Breast Cancer Blog

Thursday, October 4, 2012

Sue had an appointment to see her Oncologist today. Before seeing the doctor, the nurse took her blood pressure, which turned out normal. Her blood pressure medication is doing its job.

It is still too early to start her on chemotherapy. The doctor wanted to tell us about a clinical trial that Sue qualifies for. Because of the size of the tumor and the fact that it is an aggressive cancer that is HER2-positive, she has a 40% chance that cancer will develop somewhere else in her body if she does nothing. By taking the standard medical treatment of chemotherapy and Herceptin, her chances of developing cancer drop to 15% to 20%. The clinical trial is to see if they can lower those chances even further.

The drug is called Pertuzumab and is already FDA approved for treating HER2-positive metastatic breast cancer (breast cancer that has spread to other parts of the body). The clinical trial is to see if it will also help prevent cancer from coming back in patients like Sue where the cancer has not spread.

If Sue does the trial, she still gets the chemotherapy plus the Herceptin as originally planned. She will also either receive a dose of the Pertuzumab, or a placebo. Half the people participating in the study get the drug, and the other half get the placebo. We won't know which one Sue gets.

There appears to be little or no side affects.
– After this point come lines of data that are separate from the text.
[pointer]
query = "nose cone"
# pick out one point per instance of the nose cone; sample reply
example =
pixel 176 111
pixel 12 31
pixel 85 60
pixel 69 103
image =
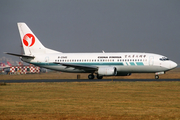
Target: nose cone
pixel 173 64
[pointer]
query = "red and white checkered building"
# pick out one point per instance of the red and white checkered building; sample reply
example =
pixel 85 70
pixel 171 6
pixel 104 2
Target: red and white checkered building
pixel 24 69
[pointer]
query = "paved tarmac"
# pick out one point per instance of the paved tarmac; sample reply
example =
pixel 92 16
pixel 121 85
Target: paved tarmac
pixel 86 80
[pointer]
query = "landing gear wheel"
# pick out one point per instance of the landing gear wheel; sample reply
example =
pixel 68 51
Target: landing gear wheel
pixel 156 76
pixel 99 77
pixel 91 76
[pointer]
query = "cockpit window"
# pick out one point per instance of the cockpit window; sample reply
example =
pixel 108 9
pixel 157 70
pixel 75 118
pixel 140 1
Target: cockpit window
pixel 164 59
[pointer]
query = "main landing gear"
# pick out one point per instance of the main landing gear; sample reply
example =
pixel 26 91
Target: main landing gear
pixel 91 76
pixel 156 76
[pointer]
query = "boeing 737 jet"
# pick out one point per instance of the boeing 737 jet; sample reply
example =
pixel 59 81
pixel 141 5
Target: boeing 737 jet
pixel 97 64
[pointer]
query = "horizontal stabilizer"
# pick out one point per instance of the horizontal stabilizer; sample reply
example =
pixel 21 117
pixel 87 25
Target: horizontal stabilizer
pixel 19 55
pixel 85 67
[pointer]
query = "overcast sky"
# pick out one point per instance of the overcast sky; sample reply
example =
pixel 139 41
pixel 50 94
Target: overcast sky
pixel 94 25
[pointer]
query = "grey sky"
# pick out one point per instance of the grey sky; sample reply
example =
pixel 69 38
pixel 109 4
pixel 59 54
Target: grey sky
pixel 94 25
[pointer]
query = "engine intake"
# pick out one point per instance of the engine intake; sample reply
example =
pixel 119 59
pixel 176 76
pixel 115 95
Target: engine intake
pixel 107 71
We have to read all the literature they gave us to find out more before we decide. The drug is free since it is still in the clinical trial stage. It appears the only negative we can see in participating is that she will have to spend an extra hour or so every time she goes for her chemotherapy treatments so that they can give her this trial drug (or placebo). She has the option to stop the trial at anytime.

After meeting with the Oncologist, we went to the plastic surgeon's office to have some of her surgical drain tubes removed. She is now down from 4 drains to 2 drains. They said it will probably be another week before the last two can be removed. They gave her some antibiotics as a precaution to fight any infections that could be developing around the incisions.